Question about Implementation of Entropy

Unity-Technologies / ml-agents

The Unity Machine Learning Agents Toolkit (ML-Agents) is an open-source project that enables games and simulations to serve as environments for training intelligent agents using deep reinforcement learning and imitation learning.

https://unity.com/products/machine-learning-agents

Other

17.1k stars 4.15k forks source link

Question about Implementation of Entropy #890

Closed Darthnash closed 6 years ago

Darthnash commented 6 years ago

Hi there! I'm currently trying to figure out the implementation of the entropy variable.

So far, I found the recalculation of self.entropy in line 320 of the LearningModel Class and the calculation of sigma a few lines above. However I cannot see how the variable log_sigma_sq in Line 301 is modified during training.
Is it correct that this entropy is the differential entropy that is used to measure how surprising the output of the policiy distribution is?

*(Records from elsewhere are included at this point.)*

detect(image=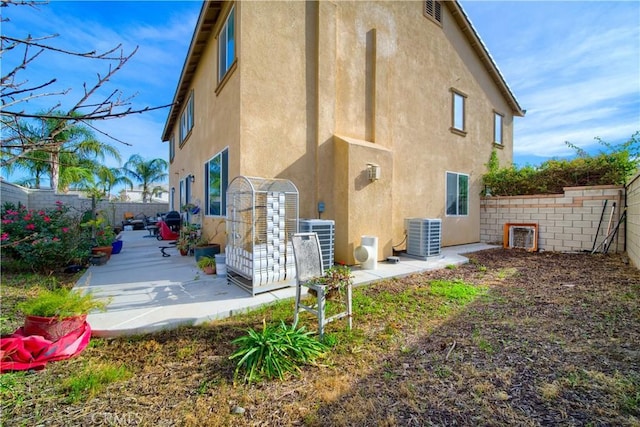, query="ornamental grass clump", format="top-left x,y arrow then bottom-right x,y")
18,288 -> 109,319
229,320 -> 327,383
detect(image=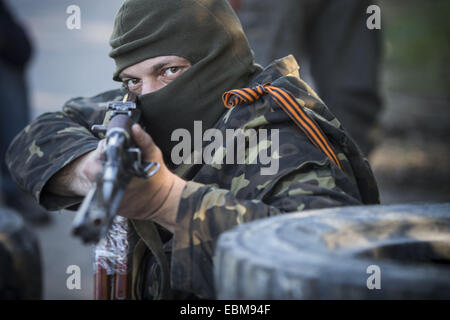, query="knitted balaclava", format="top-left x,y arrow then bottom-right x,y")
110,0 -> 261,165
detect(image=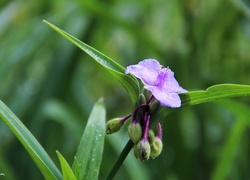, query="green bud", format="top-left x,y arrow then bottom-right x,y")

Any help would be much appreciated!

awjuliani commented 6 years ago

Hi @Darthnash,

The entropy in continuous control models is a function of the log_sigma_sq variable. It corresponds to the spread of the gaussian distribution, with larger entropy meaning larger spread, and as such more variation in sampled action values. During training we use an entropy regularizer in the loss to encourage policies which have greater spread in their distribution, which corresponds to encouraging the agent to explore the action space. I hope that answers your question.

Darthnash commented 6 years ago

Hi @awjuliani,

thanks a lot for your answer!

I think i got it now. So far I thought that the entropy was calculated after the policy was already found in order to rate the new policy. But instead sigma_sq is a parameter that is modified during optimization in order to find the new policy and in a way that new actions are chosen. Is that more or less correct?

Just one more question - Is there a reason that log_sigma_sq is defined as variable and not sigma_sq directly?

awjuliani commented 6 years ago

Hi @Darthnash,

sigma_sq is used both to select actions and as a means to measure entropy. During the update phase it is updated both in order to increase the reward and in order to increase the entropy. The log is typically used because it has nicer mathematical properties for optimization and representation by a neural network.

Darthnash commented 6 years ago

Thank you @awjuliani for your quick response.

Is the updated sigma then independent of the state that the agent is actually in?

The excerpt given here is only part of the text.